Pleased, he hung her clothes in the closet and left her alone to change. Fifteen minutes later, lightheaded with his stunning daughter next to him in the car, he directed the Explorer toward Bernie's Bearnaise. Passing Tucker General and the medical building beside it, he could have sworn he saw Paige's car turn in.
Had he been alone, he would have stopped and shared his little victory with her. He thought about her often, usually in the middle of the night when he awoke in a bed that seemed too large, too cold, and too sterilewhich was incredible, since he'd been sleeping in the very same bed for years and had never felt quite those things. Paige was a tickle at the base of his spine that, if left to its own devices, spread to his front and lower. She was unfinished business.
For a minute, even with Sara, he thought of stopping. Then he decided against it. This was a time for Sara and him. It was important that nothing at all intrude.
Paige parked and trotted into the building and up the stairs. When she entered the office, Ginny was standing by the phone clutching a brown paper bag.
Worriedly she whispered "I bought a quart of milk during lunch and left it here by mistake.
When I stopped back to get it, I saw him."
Paige patted her arm. "I'm glad you did.
Thanks, Ginny. I'll go see him."
Peter was in his office, sitting at the desk, but barely. He looked as though the weakest nudge would send him crashing to the floor.
"Hey." Paige smiled as she approached the desk. "What're you doin'?"
Peter moved his forearms over something that had been crushed and unfolded. "Jus' neaten' up." His fingertips glanced clumsily across two bottles of Scotch. The nearly empty one fell over. He grabbed for it and missed. Paige set it straight. While he swore under his breath about the waste of good brew, she mopped up what little had spilled.
"You're usually over at the Tavern by now.
Have you had any dinner?"
"Don' wanna eat. No point."
"Sure there is. You have to keep up your strength. You have patients who depend on you." None of whom, she prayed, would be calling with an emergency this night. Then again, she could cover any emergencies, but if he went staggering down the street, the whole town would know by morning that its favorite son had been drunk.
Paige had never known him to be drunk before.
She wondered what was behind it.
He moved his forearms again, as though trying to hide what was beneath them.

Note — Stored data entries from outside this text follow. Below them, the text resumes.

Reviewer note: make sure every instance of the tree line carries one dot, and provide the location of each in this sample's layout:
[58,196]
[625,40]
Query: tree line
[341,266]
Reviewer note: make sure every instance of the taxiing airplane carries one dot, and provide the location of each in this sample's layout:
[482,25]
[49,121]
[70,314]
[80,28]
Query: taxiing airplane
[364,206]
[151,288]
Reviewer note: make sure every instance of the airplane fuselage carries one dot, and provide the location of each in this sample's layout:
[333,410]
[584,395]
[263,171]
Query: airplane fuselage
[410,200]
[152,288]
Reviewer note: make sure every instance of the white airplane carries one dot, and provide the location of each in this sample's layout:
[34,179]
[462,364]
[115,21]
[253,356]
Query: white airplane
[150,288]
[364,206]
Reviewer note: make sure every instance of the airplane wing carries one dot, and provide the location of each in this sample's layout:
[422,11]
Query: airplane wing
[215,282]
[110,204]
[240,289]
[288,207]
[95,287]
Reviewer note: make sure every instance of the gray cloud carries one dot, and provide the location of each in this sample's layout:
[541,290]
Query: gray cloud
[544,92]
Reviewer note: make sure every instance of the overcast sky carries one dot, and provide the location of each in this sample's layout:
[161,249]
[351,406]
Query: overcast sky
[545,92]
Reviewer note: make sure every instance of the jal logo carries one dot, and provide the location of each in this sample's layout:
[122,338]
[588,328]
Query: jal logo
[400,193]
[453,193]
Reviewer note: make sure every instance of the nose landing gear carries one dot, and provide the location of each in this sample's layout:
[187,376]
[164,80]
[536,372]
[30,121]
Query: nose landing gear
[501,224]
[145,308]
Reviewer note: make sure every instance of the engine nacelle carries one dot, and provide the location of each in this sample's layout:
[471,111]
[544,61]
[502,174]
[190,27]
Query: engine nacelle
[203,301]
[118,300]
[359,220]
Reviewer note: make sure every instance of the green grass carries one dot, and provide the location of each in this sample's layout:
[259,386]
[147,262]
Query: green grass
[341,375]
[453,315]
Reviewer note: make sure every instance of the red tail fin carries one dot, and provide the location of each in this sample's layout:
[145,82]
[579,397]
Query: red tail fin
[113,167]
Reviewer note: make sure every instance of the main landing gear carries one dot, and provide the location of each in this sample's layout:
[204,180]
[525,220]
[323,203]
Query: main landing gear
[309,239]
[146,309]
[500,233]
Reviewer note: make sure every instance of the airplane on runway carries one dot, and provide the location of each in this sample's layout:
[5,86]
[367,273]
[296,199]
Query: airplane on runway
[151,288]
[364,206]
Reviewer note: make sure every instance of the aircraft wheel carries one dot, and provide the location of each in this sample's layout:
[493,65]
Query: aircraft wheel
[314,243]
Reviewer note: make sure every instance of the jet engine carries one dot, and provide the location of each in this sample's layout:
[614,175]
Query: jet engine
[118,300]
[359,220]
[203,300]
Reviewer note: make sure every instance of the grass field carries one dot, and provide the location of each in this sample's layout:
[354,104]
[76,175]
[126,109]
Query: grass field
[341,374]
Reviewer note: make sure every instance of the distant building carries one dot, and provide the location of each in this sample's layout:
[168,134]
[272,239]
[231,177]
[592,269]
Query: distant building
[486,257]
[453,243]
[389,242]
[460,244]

"Whatcha got there?" she asked.
"Not a thing," he answered, enunciating each word.
It was a photograph. She could see that much, though no more, and felt a wrenching depression deep inside. "Oh, Peter. You told me you destroyed them."
"Tried," he said. "Right in the basket. But I pulled em back out.
Therrrrre all I have of her now."
"But it's not right," she pleaded. "You know it's not. Those pictures are inappropriate, whether she was eighteen or not."
He barked out a laugh. "Hah! She wazzzzn't eighteen! Maybe wished she was, but she had these teeny-weeny lines on her hands," he gestured "and on her neck, and these teeny-weeny veins on her thighs, she din't like those, lemme tell you."
Paige took the opportunity of his gesturing to lift the photograph from the desk, but even before she turned it right side up she had an odd sense of what she'd find. It was a picture of Mara, fully dressed, grinning for the camera with a silliness that few people ever saw in her.
The great depression widened inside her. Not pedophilia, but what?
Fascination? Obsession?
Love?
"It's beautiful," she whispered. "I didn't know you'd taken pictures of her."
He reached for the photograph, put it back on the desk, and scrubbed its surface with his palms in an attempt to erase the creases.